By: Zach Crenshaw
Before agreeing to an interview with a reporter, there are four critical questions you should always ask. These questions help you assess whether an interview opportunity is advantageous or potentially adversarial, allowing you to make an informed decision about how to proceed.
1. When and Where Will the Story Publish?
This question provides important information about how quickly the reporter is turning the story and how the outlet plans to prioritize or promote it. There’s a significant difference in journalism between a day-turn story and a months-long investigation. The same is true for a segment on the TODAY show versus a story that goes straight to NBCNews.com. Understanding the timeline and placement helps you gauge the story’s reach and urgency.
2. How Long Will the Story Be?
Word counts and run times reveal the story’s importance in a newsroom. The more words a feature reporter gets, the more time a TV news package gets in a newscast, or the more time a CEO gets on Squawk Box—all are revealing indicators of how prominently your interview will be featured. This insight helps you understand the depth of coverage and how much context will be included.
3. What’s My Role in the Story?
Clarifying your role is essential to understanding how you’ll be positioned. Are you the main voice, or just one perspective among many? Are your competitors or detractors being interviewed? What about former employees or someone who sued you five years ago? You must be clear-eyed about how the journalist plans to position you and your organization.
4. What’s the Topic and the Angle of the Story?
This is the most important question of all. It’s essential to press for both the topic and the angle. If a journalist is doing a negative story, they’ll often share the topic but conceal the angle.

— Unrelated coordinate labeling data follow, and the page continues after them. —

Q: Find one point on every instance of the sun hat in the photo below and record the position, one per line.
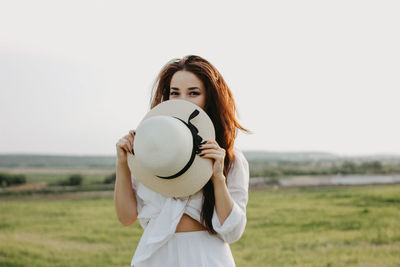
(166, 146)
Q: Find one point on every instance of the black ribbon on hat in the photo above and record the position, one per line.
(197, 140)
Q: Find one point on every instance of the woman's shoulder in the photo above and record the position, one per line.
(239, 158)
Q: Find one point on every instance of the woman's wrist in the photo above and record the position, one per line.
(218, 180)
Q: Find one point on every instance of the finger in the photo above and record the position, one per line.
(211, 150)
(212, 155)
(128, 145)
(127, 148)
(209, 146)
(129, 138)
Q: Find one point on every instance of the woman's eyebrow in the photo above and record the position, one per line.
(190, 88)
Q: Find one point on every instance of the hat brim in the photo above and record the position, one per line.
(199, 172)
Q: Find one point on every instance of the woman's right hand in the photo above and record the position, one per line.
(125, 145)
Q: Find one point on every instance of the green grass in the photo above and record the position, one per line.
(342, 226)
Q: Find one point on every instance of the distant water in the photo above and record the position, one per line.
(332, 180)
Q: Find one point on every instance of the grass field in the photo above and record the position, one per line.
(336, 226)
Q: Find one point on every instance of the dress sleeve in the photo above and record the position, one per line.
(139, 201)
(238, 185)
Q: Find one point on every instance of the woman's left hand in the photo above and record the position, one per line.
(212, 150)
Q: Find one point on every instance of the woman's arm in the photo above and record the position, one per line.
(229, 218)
(124, 196)
(223, 199)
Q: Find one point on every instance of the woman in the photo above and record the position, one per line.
(210, 219)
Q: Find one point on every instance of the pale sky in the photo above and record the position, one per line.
(75, 76)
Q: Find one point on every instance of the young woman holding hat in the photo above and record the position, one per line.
(195, 230)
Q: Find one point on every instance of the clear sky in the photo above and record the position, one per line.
(75, 76)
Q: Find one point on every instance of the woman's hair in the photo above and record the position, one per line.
(219, 106)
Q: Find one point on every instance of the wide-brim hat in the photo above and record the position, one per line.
(165, 150)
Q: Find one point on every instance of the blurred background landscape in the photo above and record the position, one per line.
(35, 174)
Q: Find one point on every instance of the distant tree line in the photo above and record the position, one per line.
(346, 168)
(7, 179)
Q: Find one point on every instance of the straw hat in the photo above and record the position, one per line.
(165, 157)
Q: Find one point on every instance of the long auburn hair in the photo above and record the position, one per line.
(219, 106)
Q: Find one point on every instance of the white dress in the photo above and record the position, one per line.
(159, 216)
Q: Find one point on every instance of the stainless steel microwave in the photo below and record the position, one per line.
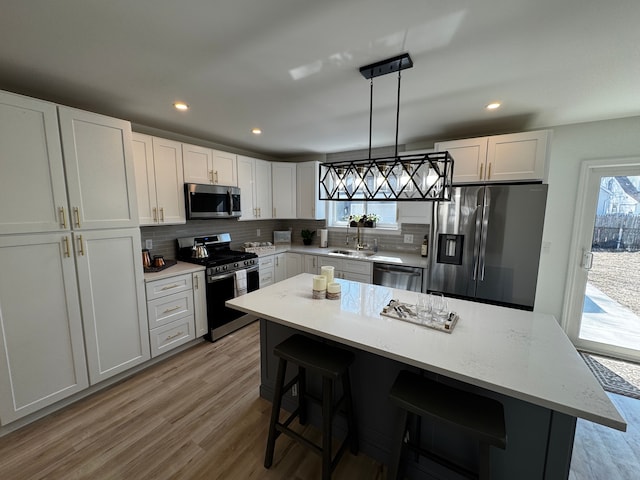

For instance, they might tell a hospital executive that the interview is about how billing practices have evolved in recent years. That’s true, generally speaking, but the angle might be that the reporter has found three single mothers who were charged $100 for saline, and they’re going to focus on that, putting the executive squarely in the hot seat.
Make sure you ask for both. If you don’t get straight answers, that’s a red flag.
Be Prepared, Be Professional
These four questions are critical to ensuring you’re sitting down for an interview that’s advantageous, not adversarial. At the end of the day, it’s about being prepared so you can make an informed decision about whether to jump on the interview opportunity, send over a written statement, or politely decline.
Remember: reporters expect these questions. Preparation isn’t pushy, it’s professional.